After 56 years in business, Louisiana’s longest tenured “record shop” will shutter its doors at the end of the year. Located on East Main Street in Ville Platte, Louisiana, Floyd’s Record Shop made the tiny town a destination for decades for music fans around the world in search of Cajun, zydeco and swamp pop grooves.
“Basically, we just couldn’t cut it anymore,” says owner Floyd Soileau. “The last two years have just been horrible. Like I told several people, having a record store now is like having an antique shop. I talked to the staff about six months ago and we discussed the situation. Luckily most of them are close to retirement now. We’ll start discounting product in December and keep discounting it week by week until we close. Whatever is left over we’ll auction off in January. I thought I was sitting on a white elephant with the building, but it was sold it to a CPA firm that’s going to put their offices in it.”

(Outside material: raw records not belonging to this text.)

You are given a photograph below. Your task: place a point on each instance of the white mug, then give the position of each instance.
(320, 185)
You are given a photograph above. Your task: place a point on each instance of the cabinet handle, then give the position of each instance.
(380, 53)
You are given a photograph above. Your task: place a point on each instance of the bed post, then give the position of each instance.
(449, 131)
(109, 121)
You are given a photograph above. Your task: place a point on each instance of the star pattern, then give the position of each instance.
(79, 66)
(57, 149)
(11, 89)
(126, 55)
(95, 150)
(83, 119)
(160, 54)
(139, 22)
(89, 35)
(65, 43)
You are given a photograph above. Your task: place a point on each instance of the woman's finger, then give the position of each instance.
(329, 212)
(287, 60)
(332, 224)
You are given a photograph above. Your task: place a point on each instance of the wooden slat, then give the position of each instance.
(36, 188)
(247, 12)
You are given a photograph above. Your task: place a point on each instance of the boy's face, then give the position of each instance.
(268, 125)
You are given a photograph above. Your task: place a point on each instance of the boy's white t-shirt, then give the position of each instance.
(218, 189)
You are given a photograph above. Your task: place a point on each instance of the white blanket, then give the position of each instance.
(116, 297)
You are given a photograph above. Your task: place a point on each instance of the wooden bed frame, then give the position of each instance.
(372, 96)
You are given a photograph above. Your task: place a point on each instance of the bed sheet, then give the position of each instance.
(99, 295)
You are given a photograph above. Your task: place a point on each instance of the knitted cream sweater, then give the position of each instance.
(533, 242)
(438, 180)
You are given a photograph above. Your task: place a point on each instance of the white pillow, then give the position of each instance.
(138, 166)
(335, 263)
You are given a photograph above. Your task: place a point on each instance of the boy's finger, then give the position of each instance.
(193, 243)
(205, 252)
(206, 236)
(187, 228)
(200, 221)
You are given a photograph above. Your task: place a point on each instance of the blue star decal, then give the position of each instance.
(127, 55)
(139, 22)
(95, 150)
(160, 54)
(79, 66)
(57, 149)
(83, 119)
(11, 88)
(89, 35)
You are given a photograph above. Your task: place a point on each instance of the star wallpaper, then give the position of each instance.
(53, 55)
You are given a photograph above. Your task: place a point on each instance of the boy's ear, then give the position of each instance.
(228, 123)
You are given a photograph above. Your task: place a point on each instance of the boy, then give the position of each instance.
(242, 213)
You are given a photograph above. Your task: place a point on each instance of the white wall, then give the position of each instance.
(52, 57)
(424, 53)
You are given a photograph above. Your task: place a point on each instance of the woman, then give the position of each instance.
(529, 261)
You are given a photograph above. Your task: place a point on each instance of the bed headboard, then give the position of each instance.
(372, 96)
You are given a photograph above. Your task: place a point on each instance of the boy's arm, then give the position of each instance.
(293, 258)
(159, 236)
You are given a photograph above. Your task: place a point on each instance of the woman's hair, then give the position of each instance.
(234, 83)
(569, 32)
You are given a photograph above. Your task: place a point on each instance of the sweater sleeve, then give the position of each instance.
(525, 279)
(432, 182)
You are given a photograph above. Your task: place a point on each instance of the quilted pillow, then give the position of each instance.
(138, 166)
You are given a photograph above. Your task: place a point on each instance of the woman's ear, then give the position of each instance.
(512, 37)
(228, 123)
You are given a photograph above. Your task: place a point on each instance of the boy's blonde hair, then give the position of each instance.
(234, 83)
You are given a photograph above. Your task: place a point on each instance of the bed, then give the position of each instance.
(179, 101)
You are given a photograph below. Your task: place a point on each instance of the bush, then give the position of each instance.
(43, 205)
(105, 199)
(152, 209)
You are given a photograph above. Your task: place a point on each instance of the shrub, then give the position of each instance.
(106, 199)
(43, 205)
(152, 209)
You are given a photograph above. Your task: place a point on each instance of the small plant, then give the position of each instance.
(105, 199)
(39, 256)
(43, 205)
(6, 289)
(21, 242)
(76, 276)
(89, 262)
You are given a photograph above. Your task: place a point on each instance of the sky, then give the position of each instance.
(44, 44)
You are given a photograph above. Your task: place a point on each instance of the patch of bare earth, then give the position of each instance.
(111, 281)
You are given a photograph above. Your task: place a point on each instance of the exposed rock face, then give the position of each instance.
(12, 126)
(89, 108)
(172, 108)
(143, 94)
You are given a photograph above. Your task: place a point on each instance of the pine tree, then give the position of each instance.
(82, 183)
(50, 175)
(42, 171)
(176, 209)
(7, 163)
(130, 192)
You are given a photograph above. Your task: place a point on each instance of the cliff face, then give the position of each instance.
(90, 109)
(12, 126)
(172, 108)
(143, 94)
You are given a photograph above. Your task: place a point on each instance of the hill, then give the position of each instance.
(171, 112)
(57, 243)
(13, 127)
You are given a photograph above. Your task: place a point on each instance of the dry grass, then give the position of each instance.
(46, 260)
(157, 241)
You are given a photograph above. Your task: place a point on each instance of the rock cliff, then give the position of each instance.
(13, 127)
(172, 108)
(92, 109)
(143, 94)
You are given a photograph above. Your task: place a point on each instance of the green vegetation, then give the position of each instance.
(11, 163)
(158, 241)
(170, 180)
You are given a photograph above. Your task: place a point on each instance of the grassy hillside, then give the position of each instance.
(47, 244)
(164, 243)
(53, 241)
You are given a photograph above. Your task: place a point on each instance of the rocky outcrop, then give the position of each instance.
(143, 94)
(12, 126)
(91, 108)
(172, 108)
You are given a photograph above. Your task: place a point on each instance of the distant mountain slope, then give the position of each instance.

Floyd’s Record Shop will still exist online, selling Soileau’s house labels—Swallow, Maison de Soul and Jin, as well as independent labels such as CSP, Arhoolie and La Louisiane. It will also continue to offer Cajun gift items like aprons, seasonings and T-shirts.
“I got in the record business in the summer of 1956,” recalls Soileau, a recipient of OffBeat’s Lifetime Achievement Award in Music Business in 2000. “I was working as a local DJ at KVPI here. The owner suggested I should open a record shop underneath the radio station. I went to New Orleans with my [now] late brother. We went to all the record distributors buying 45s and I bought an inexpensive Decca phonograph.
“I spent $240. I sold phonographs, because I knew with every one I sold, I got a repeat customer interested in buying records to play on it.
“It was a good time to get in the business because stuff was happening. Rhythm and blues and rock ‘n’ roll were taking off. Dick Clark was on TV every day and the music business was starting to take off. Will I miss it? Sure. But I have no regrets.”